2 1月 2013

追悼 小原博樹さん

Posted by fische on 01/02 at 10:56 PM

1970年代初頭―1972年だったと思う―、秀吉の朝鮮出兵に関する批判的な内容のプリントを抱え、小原さんは私の前にあらわれた。それを受けて私は、小原さんに市民の会を紹介した。市民の会の対市交渉ではじめて帝冠様式の市役所に入ったとき、市立中学校の教員なのに市の教育委員会に向かう姿は、高校生の私には異形だった。ついでに言うと、鳴海駅近くの暗い下宿にうかがったとき、夏だったからか、布団やベッドでなくリクライニングの長椅子を、ハンモックのようにして寝床にしていたのも奇異だった。

交流で朝鮮高校に行ったとき、高校生に混じって同行した小原さんは、壁に貼られた時間割表を観て「ああ、国語ね。ウリマルって書いてある」と、いつもの独り言のように言っていた。考古学を専攻して朝鮮現代史をも主題にするというのは、いまでは営業的にありふれた光景だが、40年前はそうでなかった。
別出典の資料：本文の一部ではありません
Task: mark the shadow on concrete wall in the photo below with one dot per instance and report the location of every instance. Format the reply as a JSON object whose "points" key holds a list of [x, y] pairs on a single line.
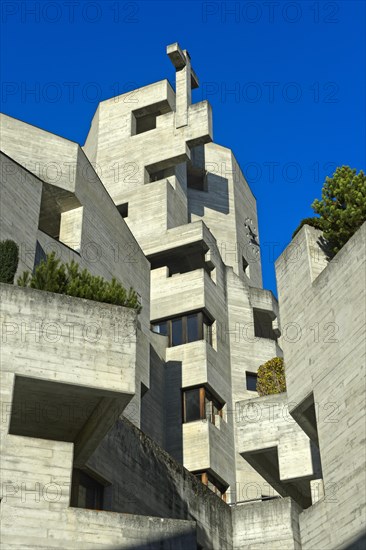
{"points": [[216, 197]]}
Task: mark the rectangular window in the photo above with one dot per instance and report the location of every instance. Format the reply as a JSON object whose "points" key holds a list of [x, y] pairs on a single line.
{"points": [[185, 329], [177, 333], [160, 328], [200, 404], [86, 492], [192, 328], [251, 379], [192, 405], [210, 480], [123, 209], [246, 267], [263, 324]]}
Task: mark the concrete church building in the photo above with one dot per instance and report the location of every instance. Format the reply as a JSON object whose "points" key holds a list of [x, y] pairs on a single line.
{"points": [[143, 431]]}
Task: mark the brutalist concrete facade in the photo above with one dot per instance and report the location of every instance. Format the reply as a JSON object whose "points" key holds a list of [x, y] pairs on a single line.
{"points": [[149, 415]]}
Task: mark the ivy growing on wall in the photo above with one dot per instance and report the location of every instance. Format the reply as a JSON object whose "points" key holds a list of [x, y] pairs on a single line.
{"points": [[9, 258], [53, 276], [271, 377]]}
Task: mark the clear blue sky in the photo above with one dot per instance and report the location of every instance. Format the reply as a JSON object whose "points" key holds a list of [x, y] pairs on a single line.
{"points": [[297, 70]]}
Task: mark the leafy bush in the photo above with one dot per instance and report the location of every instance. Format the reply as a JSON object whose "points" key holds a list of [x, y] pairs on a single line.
{"points": [[9, 258], [271, 377], [342, 207], [53, 276], [314, 222]]}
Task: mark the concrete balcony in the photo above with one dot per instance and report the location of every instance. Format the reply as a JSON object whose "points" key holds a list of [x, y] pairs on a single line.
{"points": [[68, 366], [204, 448], [271, 442], [181, 293], [201, 365]]}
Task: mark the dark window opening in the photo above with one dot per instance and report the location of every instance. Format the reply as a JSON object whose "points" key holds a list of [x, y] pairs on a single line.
{"points": [[176, 332], [123, 209], [245, 267], [263, 324], [40, 255], [160, 328], [196, 178], [145, 123], [192, 328], [86, 491], [144, 119], [213, 483], [192, 408], [201, 404], [251, 378], [185, 329], [181, 259], [154, 174]]}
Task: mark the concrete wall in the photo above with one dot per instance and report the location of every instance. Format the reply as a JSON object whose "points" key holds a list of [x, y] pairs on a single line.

学生時代、釜ヶ崎のドヤに宿泊して荷物一切を盗まれたという逸話をもつ。考古学研究者の佐原眞が大人になってからドイツのバーで、ちょっとドイツ語ができたからなのだろう、調子に載ってその挙げ句盗難にあったのとは違い、ルンペンプロレタリアートへのシンパシーが小原さんにはあった。赤松啓介のような人と言えなくもないが、線は太くなく、あくまで教員だった。プチブルインテリゲンチャ!

最後に会ったとき、当時書いていた博士論文の構想について話すと、「それで、○○(私の苗字)は何が言いたいの?」とお決まりの聞き返しをした。応えて説明したが、それへの返答はわかったようなわからないような・・・。小原さんが視線をそらすときは、もうどうでもいいときだったように思う。so what が小原さんのスタイルだった。ご自身の意見はあっただろうが、明確にする人ではなかったような気がする。シャイだったのか。相手に聞き返し、応答があって、しかしそらすのは、教員独特のスタイルだったのかもしれない。

また、最後に会ったとき、「ぼくが朝鮮問題にかかわるようになったのは、○○(私の苗字)のせいだからね」と言われた。実際にそうだったかもしれないが、そのようなことは言わなくてもいいし、それ以前から小原さんはそうだったのに、と思いながら、私は「へへ・・・」と言ってそらした。

この5月に退職者を祝し物故者を悼む飲み会があるとの報せが、三浦さんの年賀状にあった。歴教協がらみだが、そういう小原さんとは何であったのか―。さらに、小原さんの死に接し、それを自らの「喪中」として年賀状を出さない人がいる。私の知る人の中で、ただひとり小原さんを「さん」づけなしで「小原」と呼ぶ、昨年喜寿のを迎えたその人は、あのビルのオーナーであり、小原さんの大学の先輩である。世人このことをよく知るだろうか。

写真:テーブル席左から小原さん、私、辻本さん。1988年、岐阜の友人の結婚披露宴で。撮影者不明。